It's amazing to me how gently Jesus handles those who are receptive to the gospel. He's not anything like us. He's not insecure and fearful - he's perfect grace and truth. His ministry is one of love and reconciliation for those who will hear him. I taught this last Sunday on John 4 - the woman at the well. She was a scandalous, adulteress woman who had been shunned by the town for her sexual sin and shame. She makes her way out to the well in the heat of the day and finds the Savior of the world
Jesus didn't just see her as dirty, he saw her in need of cleansing. He didn't just see her as guilty, he saw her in need of an advocate. He didn't see her as trashed, but someone to be redeemed. He didn't just see her as a rebel, he saw her as a worshipper whom the Father was seeking.

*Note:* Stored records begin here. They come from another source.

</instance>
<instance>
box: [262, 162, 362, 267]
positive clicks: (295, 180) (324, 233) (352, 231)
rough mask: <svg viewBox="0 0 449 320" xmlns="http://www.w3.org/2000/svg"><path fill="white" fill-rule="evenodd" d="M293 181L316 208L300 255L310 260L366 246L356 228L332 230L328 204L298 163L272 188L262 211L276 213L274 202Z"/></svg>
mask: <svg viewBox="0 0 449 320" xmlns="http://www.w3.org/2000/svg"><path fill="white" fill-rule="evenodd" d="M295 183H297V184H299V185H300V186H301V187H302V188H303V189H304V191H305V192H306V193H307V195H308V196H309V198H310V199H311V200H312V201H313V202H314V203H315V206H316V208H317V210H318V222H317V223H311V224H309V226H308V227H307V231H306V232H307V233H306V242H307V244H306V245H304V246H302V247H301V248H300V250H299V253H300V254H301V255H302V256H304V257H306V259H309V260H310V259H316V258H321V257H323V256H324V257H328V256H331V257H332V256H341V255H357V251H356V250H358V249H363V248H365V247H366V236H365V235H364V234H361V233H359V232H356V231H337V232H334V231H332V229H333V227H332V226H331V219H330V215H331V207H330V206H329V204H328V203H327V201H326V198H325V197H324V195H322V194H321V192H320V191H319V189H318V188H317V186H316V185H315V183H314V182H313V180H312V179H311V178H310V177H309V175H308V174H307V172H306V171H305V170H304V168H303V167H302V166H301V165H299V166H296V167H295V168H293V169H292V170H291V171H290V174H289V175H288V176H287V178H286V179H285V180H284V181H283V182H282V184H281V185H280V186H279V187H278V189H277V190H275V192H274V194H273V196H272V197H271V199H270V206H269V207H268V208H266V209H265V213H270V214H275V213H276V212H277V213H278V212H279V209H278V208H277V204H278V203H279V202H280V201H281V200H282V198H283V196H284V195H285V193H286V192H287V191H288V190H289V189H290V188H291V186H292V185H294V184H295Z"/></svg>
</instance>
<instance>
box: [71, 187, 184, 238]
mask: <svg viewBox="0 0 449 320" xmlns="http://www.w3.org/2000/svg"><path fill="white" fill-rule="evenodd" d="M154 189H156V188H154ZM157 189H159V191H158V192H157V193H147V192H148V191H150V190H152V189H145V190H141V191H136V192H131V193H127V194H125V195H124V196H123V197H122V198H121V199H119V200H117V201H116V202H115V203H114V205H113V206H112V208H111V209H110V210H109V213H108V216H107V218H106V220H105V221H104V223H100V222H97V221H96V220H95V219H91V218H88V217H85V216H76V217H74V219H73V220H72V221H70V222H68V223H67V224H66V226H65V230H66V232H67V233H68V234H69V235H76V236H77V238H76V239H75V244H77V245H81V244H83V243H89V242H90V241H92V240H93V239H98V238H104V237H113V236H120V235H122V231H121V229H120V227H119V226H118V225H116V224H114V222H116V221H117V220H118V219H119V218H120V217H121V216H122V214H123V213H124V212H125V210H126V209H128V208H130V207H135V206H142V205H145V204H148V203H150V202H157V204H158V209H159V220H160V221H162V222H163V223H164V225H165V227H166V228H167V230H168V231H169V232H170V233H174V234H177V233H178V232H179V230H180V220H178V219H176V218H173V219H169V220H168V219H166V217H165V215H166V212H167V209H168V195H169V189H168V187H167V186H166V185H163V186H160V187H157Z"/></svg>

I was challenged by Jesus view of this woman - do I look at people with the transforming hope of the gospel? Or with the damning stare of hell? Do I let my fears and insecurities influence my faith? Or does my faith in God shove out my fears and give me boldness to talk to those who are perishing?
The verdict is still out. The pendulum swings back and forth. I need the grace of God to convict me where I fail to see people the way Jesus sees them. I need the love of Christ to compel me into greater and greater boldness with my unbelieving friends. And I need the power of the Spirit to open their eyes - like He did the Samaritan woman - and produce the new birth inside their souls.
My prayer this week is that God will help me love others they way I've been loved by him.